There are six stamps featuring album covers…
…plus a minisheet comprising four stamps marking live performances by the band:
We’re starting to see more and more album covers on stamps. No doubt postal administrations need to recruit younger collectors as the old ones die off. And what better way to pique interest among freshly-retired baby boomers than to start bunging their childhood on stamps?
Luckily for all of us, whatever you might think of the musical content of an album, they tend to look sensational in this new artistic context. The ominous Animals cover loses nothing in effect, even though it’s a stamp, not a prog rock cover, so we can’t fold out the other half to see the clouds rolling in over Battersea Power Station. I wonder how many letter-senders will notice the flying pig.

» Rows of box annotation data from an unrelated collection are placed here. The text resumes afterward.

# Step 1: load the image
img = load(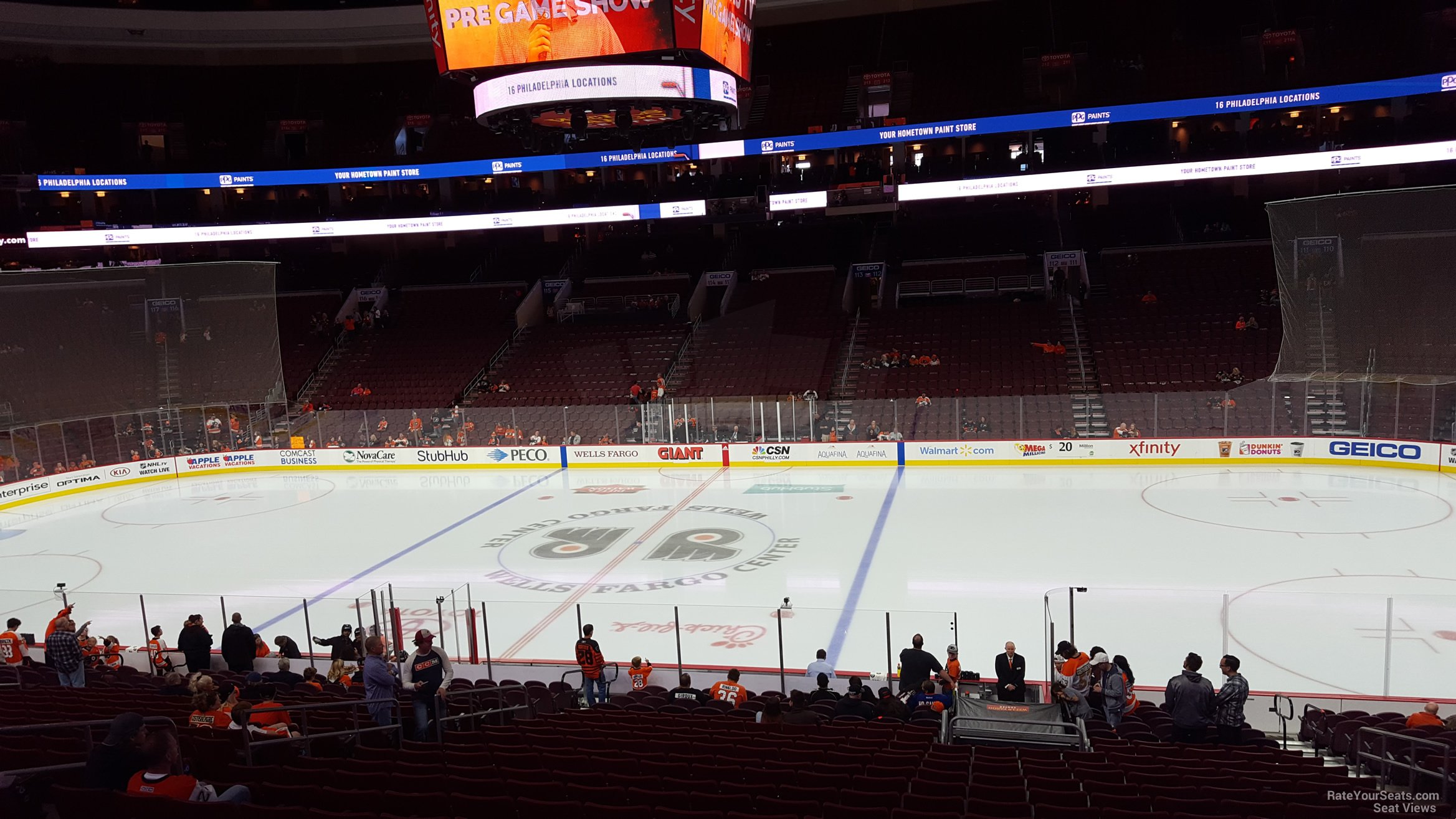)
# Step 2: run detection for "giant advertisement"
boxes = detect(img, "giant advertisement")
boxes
[425,0,673,71]
[699,0,757,80]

For the benefit of connoisseurs and my uncle, the other albums featured are The Piper at the Gates of Dawn, Atom Heart Mother, The Dark Side of the Moon, Wish You Were Here, and The Endless River. There are a few firsts among them. We’ve seen livestock on British stamps plenty of times before, but I don’t think we’ve seen a cow mooning us with quite so much glee as the one on the cover of Atom Heart Mother. And I haven’t checked, but I’d bet that this is the first time a stamp from the UK, or possibly anywhere, has featured a dude on fire.
If you’re loving this, you might like to chase up Royal Mail’s 2010 Classic Album Covers issue, which included Pink Floyd’s Division Bell as well as Bowie’s Ziggy Stardust cover which I featured on this site when the great man passed. This new issue retains that lovely touch of having the vinyl peeking out from behind the cover, evocative of both the era, and of poor record storage.

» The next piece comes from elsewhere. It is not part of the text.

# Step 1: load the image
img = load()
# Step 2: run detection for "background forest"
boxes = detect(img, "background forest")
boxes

Maybe it’s because they’d already used Division Bell that The Endless River snuck onto a stamp. It only came out in 2014 and got pretty middling reviews (“ghastly faux-psychedelic dinner-party muzak” – The Independent). Apparently, being the most pre-ordered album of all time on Amazon UK is all it takes to get a stamp these days.
I’m also not so sold on the live performance stamps. I know Pink Floyd were renowned for their live shows, but despite the extra-wide dimensions, I find them a bit, y’know, dull. Somehow, a tiny piece of paper just doesn’t capture the experience of being there. Though The Wall one comes up OK, mainly because of The Wall.

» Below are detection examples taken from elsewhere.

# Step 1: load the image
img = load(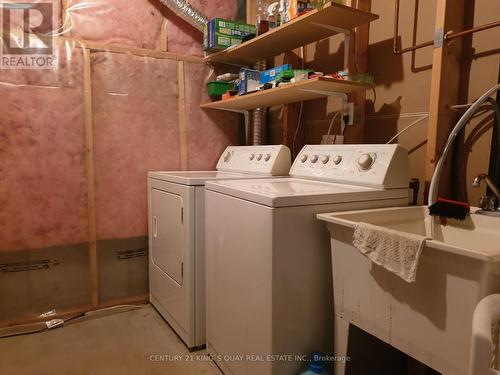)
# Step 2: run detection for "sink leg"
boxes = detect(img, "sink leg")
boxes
[334,316,349,375]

If you currently have smoke coming out of your ears and you’re screaming at your gadget, “Why is a self-described ‘punk’ featuring Pink Floyd on his so-called ‘punk’ blog?” then I completely understand. The Floyd are, of course, intimately tied up with the overblown, overproduced sounds that punk was reacting against. The first thing I would say is that you’re taking my moniker far too literally. The second thing I would say is, I don’t write about music, I write about culture and design. And the third thing I would say is, read this article I stumbled across at Coke Machine Glow, which argues coherently that Pink Floyd’s Animals was, in retrospect, one of the best punk albums of the 1970s.
Then go and have a conversation with the boring guy who always cornered me at university house parties.
The Pink Floyd stamps are out on July 7.